In the months since Agriprocessors – formerly America’s largest kosher meatpacking plant – declared bankruptcy in the wake of allegations of unethical and illegal business practices, speculation has abounded: Who will fill the gap in the kosher meat market? Will meat prices go up? Will an Orthodox Jew buy the Postville, Iowa plant?
Close to a year later, answers are finally emerging. Montreal-based Hershey Friedman, a well-known businessman and philanthropist – who, among numerous other ventures, sponsored the publication of the popular Oz Vehadar Shas – took over the plant in August, renaming it Agri Star Meat & Poultry.
In a recent interview with The Jewish Press, Friedman discussed his reasons for buying the plant and his plans for its future.
The Jewish Press: What’s your background?
Friedman: I was born and raised in Montreal. My father came from Czechoslovakia and my mother came from Hungary. Both went through the war and in 1949 moved to Montreal where my father established himself as one of the Jewish community’s leading businessmen.

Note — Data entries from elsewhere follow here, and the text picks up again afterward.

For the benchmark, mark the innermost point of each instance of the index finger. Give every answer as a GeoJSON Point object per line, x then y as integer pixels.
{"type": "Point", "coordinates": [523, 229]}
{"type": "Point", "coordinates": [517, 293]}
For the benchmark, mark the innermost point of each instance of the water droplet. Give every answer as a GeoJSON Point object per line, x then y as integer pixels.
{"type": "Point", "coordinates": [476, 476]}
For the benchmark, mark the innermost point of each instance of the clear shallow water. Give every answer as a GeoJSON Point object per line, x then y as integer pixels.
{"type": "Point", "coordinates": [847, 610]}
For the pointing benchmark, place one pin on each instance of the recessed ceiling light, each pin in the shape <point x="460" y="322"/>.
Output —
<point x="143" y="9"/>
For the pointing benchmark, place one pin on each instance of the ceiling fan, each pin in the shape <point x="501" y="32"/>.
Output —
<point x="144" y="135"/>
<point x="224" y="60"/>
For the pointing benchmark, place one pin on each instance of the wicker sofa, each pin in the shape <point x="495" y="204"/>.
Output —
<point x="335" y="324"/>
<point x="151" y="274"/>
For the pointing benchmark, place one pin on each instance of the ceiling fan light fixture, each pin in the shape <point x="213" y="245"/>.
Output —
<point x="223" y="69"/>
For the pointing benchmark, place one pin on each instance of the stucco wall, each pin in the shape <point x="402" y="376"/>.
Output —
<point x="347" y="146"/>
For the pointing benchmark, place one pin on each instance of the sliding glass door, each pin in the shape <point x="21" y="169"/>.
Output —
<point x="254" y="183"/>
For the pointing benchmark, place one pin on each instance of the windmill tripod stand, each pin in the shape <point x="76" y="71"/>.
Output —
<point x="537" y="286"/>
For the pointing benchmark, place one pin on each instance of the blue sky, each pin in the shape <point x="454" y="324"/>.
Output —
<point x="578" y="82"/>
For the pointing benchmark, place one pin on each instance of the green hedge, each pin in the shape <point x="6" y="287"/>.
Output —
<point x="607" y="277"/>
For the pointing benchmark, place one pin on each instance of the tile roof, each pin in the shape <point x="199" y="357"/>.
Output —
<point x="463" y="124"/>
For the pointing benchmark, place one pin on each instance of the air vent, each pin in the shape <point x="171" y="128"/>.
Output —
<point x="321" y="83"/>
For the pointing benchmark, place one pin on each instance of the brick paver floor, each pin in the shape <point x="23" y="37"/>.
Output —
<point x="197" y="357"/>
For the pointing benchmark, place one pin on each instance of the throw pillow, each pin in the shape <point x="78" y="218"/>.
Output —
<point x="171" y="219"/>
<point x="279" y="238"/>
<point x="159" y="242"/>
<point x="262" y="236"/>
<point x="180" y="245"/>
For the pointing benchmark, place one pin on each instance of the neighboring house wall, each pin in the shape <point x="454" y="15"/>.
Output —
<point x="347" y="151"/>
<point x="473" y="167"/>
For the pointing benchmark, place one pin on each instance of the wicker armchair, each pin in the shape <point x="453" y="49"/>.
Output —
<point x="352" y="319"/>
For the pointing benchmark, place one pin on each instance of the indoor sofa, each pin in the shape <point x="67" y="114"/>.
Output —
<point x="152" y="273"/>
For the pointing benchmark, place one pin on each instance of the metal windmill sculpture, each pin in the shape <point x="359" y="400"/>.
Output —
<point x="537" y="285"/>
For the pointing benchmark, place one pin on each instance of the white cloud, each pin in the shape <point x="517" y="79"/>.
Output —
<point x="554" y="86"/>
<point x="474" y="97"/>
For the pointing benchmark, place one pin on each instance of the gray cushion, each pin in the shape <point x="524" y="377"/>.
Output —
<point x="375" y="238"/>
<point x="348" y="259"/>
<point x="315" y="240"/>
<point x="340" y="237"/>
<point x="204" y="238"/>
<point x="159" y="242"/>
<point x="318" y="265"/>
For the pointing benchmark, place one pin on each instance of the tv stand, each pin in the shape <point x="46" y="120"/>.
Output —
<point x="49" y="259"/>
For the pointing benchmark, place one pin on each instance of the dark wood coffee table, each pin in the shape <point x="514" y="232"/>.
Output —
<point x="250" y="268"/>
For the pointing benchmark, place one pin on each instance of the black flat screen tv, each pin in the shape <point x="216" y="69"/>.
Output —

When I was only about 10 years old, my father was seriously injured in a car accident. He remained a paraplegic for the remaining 23 years of his life.
As a young boy my elementary school education was in the Satmar cheder in Montreal. After my bar mitzvah, I went to litvishe yeshivas – Ner Yisroel in Baltimore and then Bais Shraga in Monsey.
In 1967 I returned to Montreal, joining our family business in order to help my mother run it and enable my two brothers to continue learning in yeshiva. In 1975 I married Raisy Stuhl in Montreal and today we have six wonderful children, five of whom are married and have their own children. All of my married children are part of my business.
Why did you buy the Postville plant, considering all the controversies surrounding it?
That’s a very interesting question. Let me give you a little background. In Canada there is only one kosher milk provider. As a result of this monopoly, the price of milk products is extremely expensive – nearly double the price in the United States. While the difference in price doesn’t really affect average and well-to-do people, it makes a real difference to large families that are not well off.
We cannot afford this type of problem with glatt kosher meat in America. If you only have one glatt kosher meat supplier, within a couple of years you’ll end up paying double what you’re paying today.
Now, as a Canadian, what have I got to do with it? I’m very involved with klal Yisrael worldwide and it just didn’t make sense to sit idly by and watch a monopoly develop. Buying and reinvigorating Agriprocessors’s plant was the best opportunity to try maintaining two glatt kosher producers in America.
What’s your vision for Agri Star? Will it match Agriprocessors’s level of production?
Operations at the plant will hopefully go back to their original size. Right now production is limited to chickens and some deli, but we’re aiming to begin returning to beef production sometime within the next few months.
We’re currently working on modernizing many areas in the facility and are trying to change or fix a lot of the facility’s handicaps in order to make it more efficient.
We also want to add many products that are not produced today. Our deli will be expanded tremendously. Deli doesn’t only mean salami, pastrami and turkey. It also means pre-cooked frozen products that you can take home and re-warm.
Many people accused Agriprocessors of mistreating its workers.
I don’t want to discuss the past. What happened in the past is not only history, it’s irrelevant to Agri Star. We are a completely new company with new management, new ideas and new resources, and we’re looking positively toward the future. We want to be good citizens in the state of Iowa and the city of Postville. We will be treating and paying all of our employees properly, fairly, and equally.